Gangopadhyay Rupali
Centre for Advanced Materials, Indian Association for the Cultivation of Science, Kolkata 700 032, India.
J Colloid Interface Sci. 2009 Oct 15;338(2):435-43. doi: 10.1016/j.jcis.2009.06.050. Epub 2009 Jun 30.

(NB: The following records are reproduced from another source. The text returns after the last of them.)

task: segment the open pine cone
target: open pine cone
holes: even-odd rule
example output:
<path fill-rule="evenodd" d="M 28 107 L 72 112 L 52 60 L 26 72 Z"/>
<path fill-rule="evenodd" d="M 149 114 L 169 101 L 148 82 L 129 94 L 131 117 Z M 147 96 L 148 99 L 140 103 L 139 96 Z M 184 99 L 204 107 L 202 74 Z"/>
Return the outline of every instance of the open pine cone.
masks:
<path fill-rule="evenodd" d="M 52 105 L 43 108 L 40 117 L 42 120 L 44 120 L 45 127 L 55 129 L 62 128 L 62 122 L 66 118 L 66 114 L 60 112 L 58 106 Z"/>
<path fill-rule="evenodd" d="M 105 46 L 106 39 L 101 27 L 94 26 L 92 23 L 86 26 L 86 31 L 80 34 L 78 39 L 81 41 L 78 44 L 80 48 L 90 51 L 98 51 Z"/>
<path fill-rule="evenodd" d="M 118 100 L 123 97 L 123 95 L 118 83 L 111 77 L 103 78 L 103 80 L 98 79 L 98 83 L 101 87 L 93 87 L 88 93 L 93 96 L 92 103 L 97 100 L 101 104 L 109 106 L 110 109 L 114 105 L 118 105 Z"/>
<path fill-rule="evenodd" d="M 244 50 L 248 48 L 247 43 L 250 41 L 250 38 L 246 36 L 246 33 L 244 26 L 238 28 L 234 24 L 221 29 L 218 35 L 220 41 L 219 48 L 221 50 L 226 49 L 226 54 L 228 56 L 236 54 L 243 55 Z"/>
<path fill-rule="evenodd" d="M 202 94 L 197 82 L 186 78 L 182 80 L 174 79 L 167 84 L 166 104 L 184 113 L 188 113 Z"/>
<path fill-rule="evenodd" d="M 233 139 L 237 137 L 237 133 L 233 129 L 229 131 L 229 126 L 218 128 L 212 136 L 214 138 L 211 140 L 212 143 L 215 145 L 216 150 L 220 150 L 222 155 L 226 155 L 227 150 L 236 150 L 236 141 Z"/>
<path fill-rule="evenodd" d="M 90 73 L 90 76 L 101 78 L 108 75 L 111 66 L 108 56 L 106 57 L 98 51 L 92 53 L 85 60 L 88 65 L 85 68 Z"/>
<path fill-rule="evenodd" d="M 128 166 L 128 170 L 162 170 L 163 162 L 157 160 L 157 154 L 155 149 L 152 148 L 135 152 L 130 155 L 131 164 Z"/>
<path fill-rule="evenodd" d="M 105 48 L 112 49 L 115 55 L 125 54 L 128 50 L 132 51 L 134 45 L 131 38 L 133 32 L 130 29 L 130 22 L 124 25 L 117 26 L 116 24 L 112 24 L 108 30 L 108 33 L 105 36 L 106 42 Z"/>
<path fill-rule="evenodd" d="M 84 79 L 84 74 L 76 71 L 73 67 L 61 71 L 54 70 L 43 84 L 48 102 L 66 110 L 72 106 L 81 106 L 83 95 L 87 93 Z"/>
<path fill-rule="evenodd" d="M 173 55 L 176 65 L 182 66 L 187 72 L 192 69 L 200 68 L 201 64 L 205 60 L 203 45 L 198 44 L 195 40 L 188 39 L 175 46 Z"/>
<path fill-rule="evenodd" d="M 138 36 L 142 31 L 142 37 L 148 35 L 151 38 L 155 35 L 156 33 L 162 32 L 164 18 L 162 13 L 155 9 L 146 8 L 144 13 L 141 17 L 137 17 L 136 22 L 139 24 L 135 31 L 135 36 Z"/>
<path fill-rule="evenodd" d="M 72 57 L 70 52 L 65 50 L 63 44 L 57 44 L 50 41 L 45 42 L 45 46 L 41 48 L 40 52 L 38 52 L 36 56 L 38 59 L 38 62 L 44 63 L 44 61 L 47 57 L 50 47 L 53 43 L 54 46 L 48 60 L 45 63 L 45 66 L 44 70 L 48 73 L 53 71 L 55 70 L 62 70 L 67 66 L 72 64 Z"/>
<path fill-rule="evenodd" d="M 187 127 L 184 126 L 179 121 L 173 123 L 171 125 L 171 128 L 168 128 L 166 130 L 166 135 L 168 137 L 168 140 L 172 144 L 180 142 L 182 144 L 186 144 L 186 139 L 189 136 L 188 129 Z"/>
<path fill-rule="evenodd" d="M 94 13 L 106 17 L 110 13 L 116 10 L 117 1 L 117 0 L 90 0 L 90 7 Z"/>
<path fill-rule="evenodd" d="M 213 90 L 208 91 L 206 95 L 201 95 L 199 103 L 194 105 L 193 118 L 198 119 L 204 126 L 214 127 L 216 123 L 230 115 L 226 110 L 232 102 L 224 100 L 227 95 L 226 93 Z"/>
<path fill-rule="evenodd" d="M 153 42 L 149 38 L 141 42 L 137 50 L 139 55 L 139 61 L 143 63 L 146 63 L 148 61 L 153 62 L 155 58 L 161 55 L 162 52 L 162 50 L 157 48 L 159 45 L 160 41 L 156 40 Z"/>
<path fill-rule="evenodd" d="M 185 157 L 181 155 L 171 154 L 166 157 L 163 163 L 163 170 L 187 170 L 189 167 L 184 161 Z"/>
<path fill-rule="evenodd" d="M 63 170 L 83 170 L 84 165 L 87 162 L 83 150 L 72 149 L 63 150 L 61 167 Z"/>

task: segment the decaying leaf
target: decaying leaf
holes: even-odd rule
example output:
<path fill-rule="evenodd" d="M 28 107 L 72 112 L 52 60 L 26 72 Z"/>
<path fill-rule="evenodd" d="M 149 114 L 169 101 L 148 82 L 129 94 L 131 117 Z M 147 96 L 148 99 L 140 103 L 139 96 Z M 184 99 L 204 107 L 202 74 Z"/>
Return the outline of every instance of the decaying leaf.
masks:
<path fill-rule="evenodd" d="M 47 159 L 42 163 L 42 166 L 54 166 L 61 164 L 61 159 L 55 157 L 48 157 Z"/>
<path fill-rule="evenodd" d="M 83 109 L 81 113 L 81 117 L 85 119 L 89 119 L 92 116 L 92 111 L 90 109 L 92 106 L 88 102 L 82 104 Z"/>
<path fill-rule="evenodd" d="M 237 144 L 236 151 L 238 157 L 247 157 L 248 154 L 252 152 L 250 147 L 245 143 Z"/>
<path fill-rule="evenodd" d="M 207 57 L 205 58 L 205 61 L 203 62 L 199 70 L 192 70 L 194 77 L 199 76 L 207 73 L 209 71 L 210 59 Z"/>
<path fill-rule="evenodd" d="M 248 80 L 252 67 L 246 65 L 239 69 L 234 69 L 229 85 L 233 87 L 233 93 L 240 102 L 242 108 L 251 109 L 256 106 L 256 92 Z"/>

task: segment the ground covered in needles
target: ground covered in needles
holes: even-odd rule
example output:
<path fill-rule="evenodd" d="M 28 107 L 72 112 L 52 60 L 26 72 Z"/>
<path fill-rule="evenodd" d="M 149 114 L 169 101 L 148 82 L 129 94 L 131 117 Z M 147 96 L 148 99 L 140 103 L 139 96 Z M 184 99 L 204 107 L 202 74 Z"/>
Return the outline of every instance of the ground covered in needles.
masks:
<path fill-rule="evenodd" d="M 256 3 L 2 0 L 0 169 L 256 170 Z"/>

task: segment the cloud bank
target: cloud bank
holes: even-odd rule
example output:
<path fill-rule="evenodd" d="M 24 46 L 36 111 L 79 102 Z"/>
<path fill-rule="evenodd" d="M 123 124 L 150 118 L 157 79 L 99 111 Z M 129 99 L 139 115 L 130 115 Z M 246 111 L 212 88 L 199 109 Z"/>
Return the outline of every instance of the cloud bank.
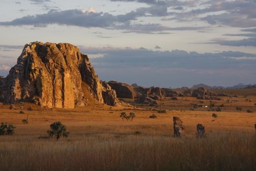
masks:
<path fill-rule="evenodd" d="M 232 51 L 161 52 L 144 48 L 80 47 L 80 50 L 101 56 L 91 61 L 100 78 L 107 81 L 180 87 L 201 83 L 224 86 L 253 83 L 256 79 L 256 54 Z"/>

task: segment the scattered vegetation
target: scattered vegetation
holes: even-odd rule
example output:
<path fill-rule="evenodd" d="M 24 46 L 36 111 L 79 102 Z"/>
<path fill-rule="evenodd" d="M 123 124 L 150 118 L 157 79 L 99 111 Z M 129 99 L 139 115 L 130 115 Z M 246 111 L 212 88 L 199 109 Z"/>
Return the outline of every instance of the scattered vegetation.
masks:
<path fill-rule="evenodd" d="M 140 131 L 134 132 L 134 135 L 141 135 L 141 132 Z"/>
<path fill-rule="evenodd" d="M 221 112 L 221 111 L 222 111 L 222 109 L 221 109 L 220 107 L 218 106 L 218 107 L 215 109 L 215 110 L 216 110 L 216 112 Z"/>
<path fill-rule="evenodd" d="M 21 120 L 22 123 L 23 124 L 28 124 L 29 123 L 29 121 L 27 119 L 23 119 Z"/>
<path fill-rule="evenodd" d="M 178 100 L 178 98 L 176 97 L 173 97 L 170 98 L 172 100 Z"/>
<path fill-rule="evenodd" d="M 239 107 L 239 106 L 237 106 L 235 108 L 237 109 L 237 111 L 241 111 L 242 109 L 241 107 Z"/>
<path fill-rule="evenodd" d="M 152 114 L 151 116 L 149 116 L 149 118 L 151 118 L 151 119 L 156 119 L 156 117 L 157 117 L 156 115 L 155 115 L 155 114 Z"/>
<path fill-rule="evenodd" d="M 10 110 L 14 109 L 14 105 L 10 105 L 10 106 L 9 106 L 9 108 L 10 108 Z"/>
<path fill-rule="evenodd" d="M 120 113 L 120 117 L 122 118 L 122 121 L 126 120 L 129 121 L 130 120 L 132 121 L 134 118 L 135 117 L 135 114 L 134 112 L 130 112 L 129 116 L 126 115 L 126 113 L 124 112 L 122 112 Z"/>
<path fill-rule="evenodd" d="M 57 141 L 62 137 L 67 137 L 69 132 L 67 132 L 66 126 L 60 121 L 54 122 L 50 125 L 51 129 L 47 130 L 50 137 L 55 137 Z"/>
<path fill-rule="evenodd" d="M 252 109 L 248 109 L 247 110 L 246 110 L 246 112 L 248 112 L 248 113 L 253 113 L 253 110 L 252 110 Z"/>
<path fill-rule="evenodd" d="M 216 118 L 218 117 L 218 115 L 216 114 L 213 113 L 211 116 L 213 117 Z"/>
<path fill-rule="evenodd" d="M 210 101 L 209 106 L 211 108 L 214 108 L 215 106 L 215 103 L 214 101 Z"/>
<path fill-rule="evenodd" d="M 29 106 L 29 107 L 28 108 L 28 110 L 32 110 L 32 107 L 31 107 L 31 106 Z"/>
<path fill-rule="evenodd" d="M 196 137 L 198 138 L 206 138 L 205 130 L 204 125 L 200 123 L 196 125 Z"/>
<path fill-rule="evenodd" d="M 135 117 L 135 114 L 134 112 L 130 112 L 129 115 L 129 119 L 131 119 L 131 121 L 132 121 L 132 119 Z"/>
<path fill-rule="evenodd" d="M 13 125 L 8 125 L 6 123 L 1 123 L 0 125 L 1 135 L 12 135 L 14 134 L 16 127 Z"/>
<path fill-rule="evenodd" d="M 166 114 L 166 110 L 165 110 L 165 109 L 157 110 L 157 113 L 159 113 L 159 114 Z"/>

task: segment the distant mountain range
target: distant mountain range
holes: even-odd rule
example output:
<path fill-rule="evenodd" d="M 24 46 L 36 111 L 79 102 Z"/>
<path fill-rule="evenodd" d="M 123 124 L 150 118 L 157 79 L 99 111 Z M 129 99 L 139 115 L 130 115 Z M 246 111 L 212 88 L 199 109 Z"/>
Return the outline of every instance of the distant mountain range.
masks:
<path fill-rule="evenodd" d="M 196 89 L 199 87 L 204 87 L 207 89 L 211 88 L 217 88 L 217 89 L 222 89 L 222 88 L 256 88 L 256 84 L 254 85 L 244 85 L 242 83 L 239 83 L 238 85 L 231 86 L 209 86 L 205 84 L 198 84 L 193 85 L 191 88 L 191 89 Z"/>

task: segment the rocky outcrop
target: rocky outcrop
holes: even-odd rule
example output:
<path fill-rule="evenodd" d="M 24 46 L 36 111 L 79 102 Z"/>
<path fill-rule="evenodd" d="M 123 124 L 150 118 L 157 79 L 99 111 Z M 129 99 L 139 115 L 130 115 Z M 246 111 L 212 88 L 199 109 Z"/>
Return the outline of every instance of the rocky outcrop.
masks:
<path fill-rule="evenodd" d="M 148 89 L 147 95 L 148 96 L 156 96 L 162 97 L 162 92 L 159 87 L 152 86 Z"/>
<path fill-rule="evenodd" d="M 117 106 L 121 105 L 121 102 L 117 97 L 115 91 L 111 89 L 111 86 L 106 81 L 102 81 L 102 97 L 104 103 L 110 106 Z"/>
<path fill-rule="evenodd" d="M 162 88 L 161 89 L 161 92 L 162 95 L 163 95 L 165 97 L 177 97 L 177 96 L 181 96 L 181 94 L 172 90 L 171 88 Z"/>
<path fill-rule="evenodd" d="M 135 103 L 138 104 L 146 104 L 150 105 L 157 105 L 156 101 L 152 99 L 152 98 L 146 96 L 146 95 L 141 95 L 135 99 Z"/>
<path fill-rule="evenodd" d="M 137 97 L 134 88 L 126 83 L 119 83 L 115 81 L 110 81 L 108 83 L 112 89 L 115 90 L 119 98 L 134 99 Z"/>
<path fill-rule="evenodd" d="M 73 108 L 94 99 L 103 103 L 102 88 L 88 57 L 76 46 L 34 42 L 25 46 L 17 65 L 4 79 L 0 100 Z M 108 91 L 105 96 L 111 94 L 114 98 L 114 92 Z"/>

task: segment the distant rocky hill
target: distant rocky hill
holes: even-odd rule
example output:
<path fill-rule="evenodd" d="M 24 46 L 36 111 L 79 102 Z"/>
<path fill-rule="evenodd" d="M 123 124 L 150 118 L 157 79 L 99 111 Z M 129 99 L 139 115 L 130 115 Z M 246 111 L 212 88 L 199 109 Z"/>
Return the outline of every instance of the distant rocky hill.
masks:
<path fill-rule="evenodd" d="M 72 108 L 94 99 L 119 104 L 111 86 L 99 81 L 88 57 L 69 43 L 26 45 L 17 65 L 0 79 L 0 101 L 6 103 L 28 101 Z"/>
<path fill-rule="evenodd" d="M 211 86 L 209 86 L 209 85 L 205 85 L 205 84 L 195 85 L 193 85 L 191 88 L 191 89 L 197 89 L 197 88 L 200 88 L 200 87 L 205 88 L 207 88 L 207 89 L 212 88 L 212 87 Z"/>

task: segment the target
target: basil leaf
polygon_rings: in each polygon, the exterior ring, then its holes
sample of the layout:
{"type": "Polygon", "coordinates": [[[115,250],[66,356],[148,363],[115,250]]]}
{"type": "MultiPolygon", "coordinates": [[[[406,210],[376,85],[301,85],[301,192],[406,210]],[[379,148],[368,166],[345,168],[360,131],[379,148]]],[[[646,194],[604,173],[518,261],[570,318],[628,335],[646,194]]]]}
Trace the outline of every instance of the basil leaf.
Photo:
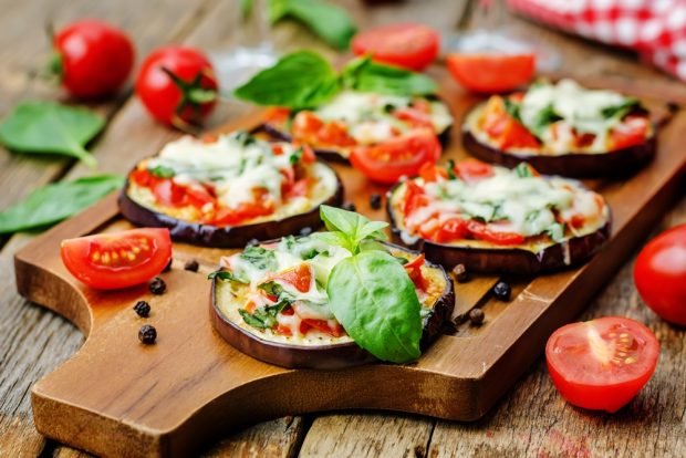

The paper describes steady and dynamic rheological characterization of a system in which polyaniline (PAn) is dispersed in aqueous medium by the effect of a surfactant sodium dodecyl sulphate (SDS). During polymerization of aniline in SDS medium, large and agglomerated micelle-polymer structures are formed (supported by TEM and DLS) resulting in high viscosity of the medium. On application of steady shear micellar entanglements are ruptured and the system exhibits yield properties followed by shear thinning. From the frequency dependence of storage and loss modulii (G' and G'') it seems that the system behaves more like a viscous fluid rather than an elastic liquid. Carrying out the same experiments on another dispersion in which PAn is stabilized by dodecyl benzenesulphonic acid (DBSA), very different viscoelastic response was received. DBSA molecules become counter-ions to PAn chains and this way large and interconnected PAn-DBSA structures are formed by mutual sharing of DBSA anions and PAn chains. This system therefore, exhibits gel like properties and encounters a gel to sol transition at larger deformation. Detailed studies have established that PAn-SDS is a stabilized dispersion that resembles entangled polymeric solutions to some extent while PAn-DBSA is a partially flocculated system. Therefore, rheological response of the system is mainly governed by the mutual orientation of PAn with respect to the micelles rather than the individual properties of the components. None of these systems, however, follow the established Maxwell's model and a single relaxation time is not obtained. Rather, Rouse model of multiple relaxation times is partially applicable to PAn-SDS dispersion.
本文描述了一种体系的稳态和动态流变学特性,在该体系中,聚苯胺(PAn)通过表面活性剂十二烷基硫酸钠(SDS)的作用分散于水介质中。在SDS介质中苯胺聚合期间,形成了大的且团聚的胶束 - 聚合物结构(由透射电子显微镜和动态光散射证实),导致介质具有高粘度。施加稳态剪切时,胶束缠结被破坏,体系呈现屈服特性,随后是剪切变稀。从储能模量和损耗模量(G'和G'')的频率依赖性来看,该体系表现得更像粘性流体而非弹性液体。对另一种用十二烷基苯磺酸(DBSA)稳定PAn的分散体进行相同实验时,得到了非常不同的粘弹性响应。DBSA分子成为PAn链的抗衡离子,通过这种方式,DBSA阴离子和PAn链相互共享形成了大的且相互连接的PAn - DBSA结构。因此,该体系表现出凝胶状特性,并且在较大变形时会发生凝胶 - 溶胶转变。详细研究表明,PAn - SDS是一种稳定的分散体,在一定程度上类似于缠结的聚合物溶液,而PAn - DBSA是一种部分絮凝的体系。因此,该体系的流变响应主要由PAn相对于胶束的相互取向决定,而非各组分的个体性质。然而,这些体系均不遵循已有的麦克斯韦模型,也未获得单一的弛豫时间。相反,具有多个弛豫时间的劳斯模型部分适用于PAn - SDS分散体。